西洋では、プディングやクリームケーキ、チョコレートの類も口にした。繊細な洋菓子は衛藤の興味の琴線に触れたようで、どこかで新しい味に会うと、どこでどうやってか作り方の手順を仕入れ、知らぬ間に試行錯誤を重ねて完成品に仕上げ、素知らぬ顔で冬斗の夕食の最後にデザートとして提供してきたものだった。生地が正しく膨らむかどうかは、材料や温度が正確であるかが重要だというから、化学の実験のようなそれが、衛藤の性格に合っているのかもしれない。

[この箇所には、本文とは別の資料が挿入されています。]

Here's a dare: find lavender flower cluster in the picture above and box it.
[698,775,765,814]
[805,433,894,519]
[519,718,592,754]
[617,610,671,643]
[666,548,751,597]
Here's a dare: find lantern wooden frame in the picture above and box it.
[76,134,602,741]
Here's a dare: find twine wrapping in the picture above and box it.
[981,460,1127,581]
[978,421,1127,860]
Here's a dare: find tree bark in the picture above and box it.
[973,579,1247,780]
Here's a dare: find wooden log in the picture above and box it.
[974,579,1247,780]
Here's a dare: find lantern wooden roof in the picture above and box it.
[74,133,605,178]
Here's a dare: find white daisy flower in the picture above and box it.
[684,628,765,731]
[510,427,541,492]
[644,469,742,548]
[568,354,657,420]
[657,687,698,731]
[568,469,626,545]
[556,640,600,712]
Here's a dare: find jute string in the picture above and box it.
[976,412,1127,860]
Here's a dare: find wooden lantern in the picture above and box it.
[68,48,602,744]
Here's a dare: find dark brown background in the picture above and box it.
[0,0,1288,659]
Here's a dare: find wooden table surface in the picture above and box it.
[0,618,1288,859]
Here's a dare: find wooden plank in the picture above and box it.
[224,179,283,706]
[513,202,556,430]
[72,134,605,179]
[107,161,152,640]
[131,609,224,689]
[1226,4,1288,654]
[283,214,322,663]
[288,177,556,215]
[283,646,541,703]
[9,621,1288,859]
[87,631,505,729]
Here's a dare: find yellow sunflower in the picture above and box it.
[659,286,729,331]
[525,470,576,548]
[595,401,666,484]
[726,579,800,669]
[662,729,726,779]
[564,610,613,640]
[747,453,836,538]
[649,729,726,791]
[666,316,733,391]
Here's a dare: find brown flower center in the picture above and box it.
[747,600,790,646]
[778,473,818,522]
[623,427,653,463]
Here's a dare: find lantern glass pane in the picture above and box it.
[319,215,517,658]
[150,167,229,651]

こうして積極的に希望したわけでもないのに、あまいものの舌が肥えてしまった冬斗だが、久方ぶりに口にした求肥の食感には感動を覚えた。西洋で食べたあまたの甘味の中にも、これに似た食感のものはなかった。ほんのりとあまみをふくんだもちもちとした食感は、まるで赤子の頬のような──。

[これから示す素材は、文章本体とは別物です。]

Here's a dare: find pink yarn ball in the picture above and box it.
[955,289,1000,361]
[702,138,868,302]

『そんなにお気に召したのでしたら、その子は冬斗さまに差し上げましょう』
そこまで連想したところで、冬斗は我に返る。この客間にも、文鎮にも、懐かしいものを覚える。
だが、冬斗は十年の外遊を経てさまざまな変化を遂げ、あたりまえだがここで寛がせてもらった子ども時代のそれではない。さらには、気ままだが有無を言わせぬ弟によって、新たな義務を課せられた。それを全うするには、翻ってまたこの家と文鎮の力を借りる必要があると考え、今日は単身、ここへやってきたのだ。いつまでも思い出にばかり浸ってはいられない。
「翁。本日はお願いがあって参りました。わたしに、孫娘であるすずりさんをお貸しいただきたいのです」
庭を眺めながらうまそうに茶をすすっていた文鎮の首が、ゆっくりと冬斗のほうへ向けて曲げられた。